Böyle tarif eder kendini Orhan Veli. Korkularını, dostlarını, yazın macerasını, rakısını, kadınlarını, aşklarını, fakirliğini, sefaletini, avareliğini kelimenin en mütevazı, en sade hâliyle, içimizden biri gibi, her sabah önünden geçerken “Günaydın.” diyerek selamladığımız bir Ahmet Abi, bir Muhsin Usta tavrıyla anlatır bize. Şüphesiz on iki-on üç yaşlarına gelmiş her Türk çocuğu tanır Orhan Veli’yi Türkçe ders kitaplarından. Affan Dede’ye para sayışını, çocukluğunu satın alışını, okuldan kaçışını, kuş tutuşunu, horoz şekerini, oltasını, kuyruğu ebemkuşağı renginde bulutlardan yüce uçurtmasını bilir Orhan Veli’nin. Ben de biliyordum. Ve ezbere okuduğum ilk şiir de Orhan Veli’nin “Anlatamıyorum” isimli şiiridir. Öylesine sade, öylesine doğal, yapmacıksız, süssüz, içten bir dili vardır ki kendimden kırk yaş büyük edebiyat öğretmenimle aynı şiddette Orhan Veli’yi sevebilmek, Orhan Veli’yi anlayabilmek hiç de şaşırtmaz beni. Her şiirinin her kelimesinde ayrı bir yaşama hevesi saklıdır, her şiirinde başka bir sevdaya içi gider insanın, her şiirinde ait olduğu başka bir şehri sevdirir insana, denizin olmadığı yerde gökyüzünü sunar iyot kokusu niyetine, her bahar biraz daha âşık eder, her nisan bir yaş daha gençleştirir adamı, güzel havalar üzerine kafa yorar insan Orhan Veli’yle, birdenbire olan ne varsa etrafta fark etmeye ve sevmeye başlar onun şiirleriyle, Orhan Veli dizelerinde kendisine yazık olan Süleyman Efendi’nin nasırı bir başka kimsenin de canını yakar, avarelik ne güzel şeydir diye düşündürür, “ebemkuşağı renginde” hayallerin peşinden koşturmaya başlatır, şairlikle avunan bir güzel insanın dizelerinde kaybolup gitmenin tadına vardırır, içki içmeye bir sebep teşkil eder, içtikçe dertlendirir Orhan Veli ve daha da âşık eder. Bir de “rakı şişesinde balık” etse bizi!
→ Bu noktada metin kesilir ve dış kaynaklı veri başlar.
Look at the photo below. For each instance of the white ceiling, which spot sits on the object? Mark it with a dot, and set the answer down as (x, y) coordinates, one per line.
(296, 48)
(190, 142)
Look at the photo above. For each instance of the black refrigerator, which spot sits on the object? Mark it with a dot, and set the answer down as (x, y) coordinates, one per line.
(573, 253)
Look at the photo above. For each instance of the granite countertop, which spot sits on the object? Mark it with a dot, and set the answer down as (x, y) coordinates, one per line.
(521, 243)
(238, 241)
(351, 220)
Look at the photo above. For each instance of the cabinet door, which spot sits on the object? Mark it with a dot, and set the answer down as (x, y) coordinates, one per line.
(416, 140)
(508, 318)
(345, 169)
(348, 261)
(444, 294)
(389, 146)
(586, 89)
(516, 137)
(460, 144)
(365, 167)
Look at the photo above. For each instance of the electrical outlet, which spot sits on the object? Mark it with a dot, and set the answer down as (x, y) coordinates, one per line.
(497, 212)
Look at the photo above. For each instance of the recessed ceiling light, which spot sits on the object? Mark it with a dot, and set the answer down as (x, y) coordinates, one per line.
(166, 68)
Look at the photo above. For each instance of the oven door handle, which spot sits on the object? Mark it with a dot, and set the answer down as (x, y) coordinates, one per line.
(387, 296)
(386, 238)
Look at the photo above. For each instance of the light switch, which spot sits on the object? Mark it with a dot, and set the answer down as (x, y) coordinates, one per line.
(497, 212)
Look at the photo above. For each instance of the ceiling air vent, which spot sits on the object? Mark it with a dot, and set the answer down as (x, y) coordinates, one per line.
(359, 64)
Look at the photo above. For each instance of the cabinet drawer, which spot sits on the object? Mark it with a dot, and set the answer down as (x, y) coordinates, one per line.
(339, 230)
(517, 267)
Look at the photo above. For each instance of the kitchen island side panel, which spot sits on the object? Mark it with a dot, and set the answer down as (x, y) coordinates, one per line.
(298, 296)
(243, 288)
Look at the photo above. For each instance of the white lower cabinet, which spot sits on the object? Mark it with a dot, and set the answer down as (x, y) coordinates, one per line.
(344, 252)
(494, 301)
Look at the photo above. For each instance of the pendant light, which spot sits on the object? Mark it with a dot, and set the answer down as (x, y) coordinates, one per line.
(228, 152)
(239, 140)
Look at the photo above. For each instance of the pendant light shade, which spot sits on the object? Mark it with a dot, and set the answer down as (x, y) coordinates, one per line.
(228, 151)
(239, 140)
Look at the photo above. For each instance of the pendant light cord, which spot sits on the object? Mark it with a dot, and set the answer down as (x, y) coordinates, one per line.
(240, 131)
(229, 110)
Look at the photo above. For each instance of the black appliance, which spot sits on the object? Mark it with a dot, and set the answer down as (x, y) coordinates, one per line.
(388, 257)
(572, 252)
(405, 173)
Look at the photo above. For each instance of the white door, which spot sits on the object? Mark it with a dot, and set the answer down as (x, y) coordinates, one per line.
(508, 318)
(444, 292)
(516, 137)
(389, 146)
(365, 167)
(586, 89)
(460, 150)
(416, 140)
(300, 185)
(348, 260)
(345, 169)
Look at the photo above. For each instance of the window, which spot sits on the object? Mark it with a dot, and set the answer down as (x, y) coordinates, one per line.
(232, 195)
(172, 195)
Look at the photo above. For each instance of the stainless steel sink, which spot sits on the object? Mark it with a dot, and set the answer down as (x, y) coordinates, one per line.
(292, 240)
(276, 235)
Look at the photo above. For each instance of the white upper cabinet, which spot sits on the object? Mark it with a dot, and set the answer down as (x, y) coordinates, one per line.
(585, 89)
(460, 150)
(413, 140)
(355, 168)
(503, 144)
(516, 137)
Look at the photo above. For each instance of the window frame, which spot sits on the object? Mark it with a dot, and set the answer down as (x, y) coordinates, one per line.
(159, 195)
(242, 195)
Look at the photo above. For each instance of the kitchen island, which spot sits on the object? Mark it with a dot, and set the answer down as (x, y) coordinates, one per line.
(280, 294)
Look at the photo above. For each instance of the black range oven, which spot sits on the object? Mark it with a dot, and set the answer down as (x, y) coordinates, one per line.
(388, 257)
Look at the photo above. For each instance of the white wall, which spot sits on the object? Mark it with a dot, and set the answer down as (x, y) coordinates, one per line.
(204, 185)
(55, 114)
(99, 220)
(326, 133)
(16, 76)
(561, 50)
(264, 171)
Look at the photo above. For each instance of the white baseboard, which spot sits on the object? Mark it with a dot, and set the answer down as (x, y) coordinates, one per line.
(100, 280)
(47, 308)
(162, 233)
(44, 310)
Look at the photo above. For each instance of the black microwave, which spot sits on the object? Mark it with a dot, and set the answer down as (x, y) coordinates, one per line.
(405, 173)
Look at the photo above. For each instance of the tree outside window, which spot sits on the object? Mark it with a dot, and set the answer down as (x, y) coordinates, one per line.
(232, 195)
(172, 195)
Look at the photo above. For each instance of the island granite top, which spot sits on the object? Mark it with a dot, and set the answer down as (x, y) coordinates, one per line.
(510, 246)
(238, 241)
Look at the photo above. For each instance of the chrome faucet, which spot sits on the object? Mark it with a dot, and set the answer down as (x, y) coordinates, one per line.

Bahar üzerine, nisan üzerine söylenmiş o kadar çok şiiri vardır ki bu güzel, umut dolu, aşk dolu, cıvıl cıvıl ilkbahar mevsimiyle bütünleşmiştir Orhan Veli benim gözümde. Geçenlerde “Ben ki her nisan bir yaş daha genç, her bahar biraz daha âşığım” dizelerinin yer aldığı “Derdim Başka” isimli şiirine denk gelince yeniden nüksetti içimde, şiirlerinde anlattığı yaşantıya duyduğum hevesim, özlemim. Zira bu günlerde yoğun bir biçimde yaşamakta olduğum tükenmişlik hissimin; sürekli sınavlarla, ödevlerle geçen bu ağır temponun; iki aydır denize ayaklarımı sokamamış olmanın getirdiği usanmışlığın; memleketime, Fethiye’ye ve İstanbul’a duyduğum özlemin; baharın gelişiyle, ağaçların çiçek açışıyla üstüme çöken rehavetin ve sahip olduğum ya da ileride sahip olacağım her şeyi bir kenara koyup, gelecek zamanın hikâyesinden kurtulup şimdiki zamanın hikâyesine doğru yol alma arzumun en güzel, en gerçekçi ve en sade dışavurumudur Orhan Veli şiirleri. Ben deniz çocuğuyum. Bir aydan fazla kaldım mı boğar beni bu gri kentin yüksek binaları, gökdelenleri, takım elbise giyen, asık suratlı insanları. Nasıl özledim, nasıl özledim memleketimi! Bahar günü öğleden sonra okuldan kaçışlarım, dostlarla birlikte kilometrelerce yolu yürüyerek aşıp Fethiye’nin bir güzel mekânı Âşıklar Tepesi’ne çıkıp demlenmeler, şiir okumalar, türkü söylemeler, fotoğraf çekmeler ve yalnız kalışlarım, akşamüstü gün batmaya yakın kordon yürüyüşlerim, lodosun serinliğini sırtıma alarak rüzgâra inadımdan saçımı bir fazla savuruşlarım, Çalış Plajı’nda gün batırışlarım… Tüm bu güzellikler, sokakta beyaz çiçek açan ağaçları görünce, şu kocaman şehrin Sakarya Caddesi’ndeki çiçekçi dükkânlarından başka herhangi bir yerinde, koparılmamış, toprağın içinde büyüyen bir papatya kökü bulabilir miyim acaba diye dolanırken kendi kendime, daha acı ve daha sert bir tokat gibi hissettiriyor bana yokluğunu. Ve karda yürümeyi yeni öğrenmiş bir güneyliye, bana, “nisan ayında kar yağması” kadar doğal geliyor bu eksiklik. Ve içi boş, kasvet dolu, her güzelliğin önüne geçen bir alışkanlık daha dahil oluyor şu ahir ömrüme.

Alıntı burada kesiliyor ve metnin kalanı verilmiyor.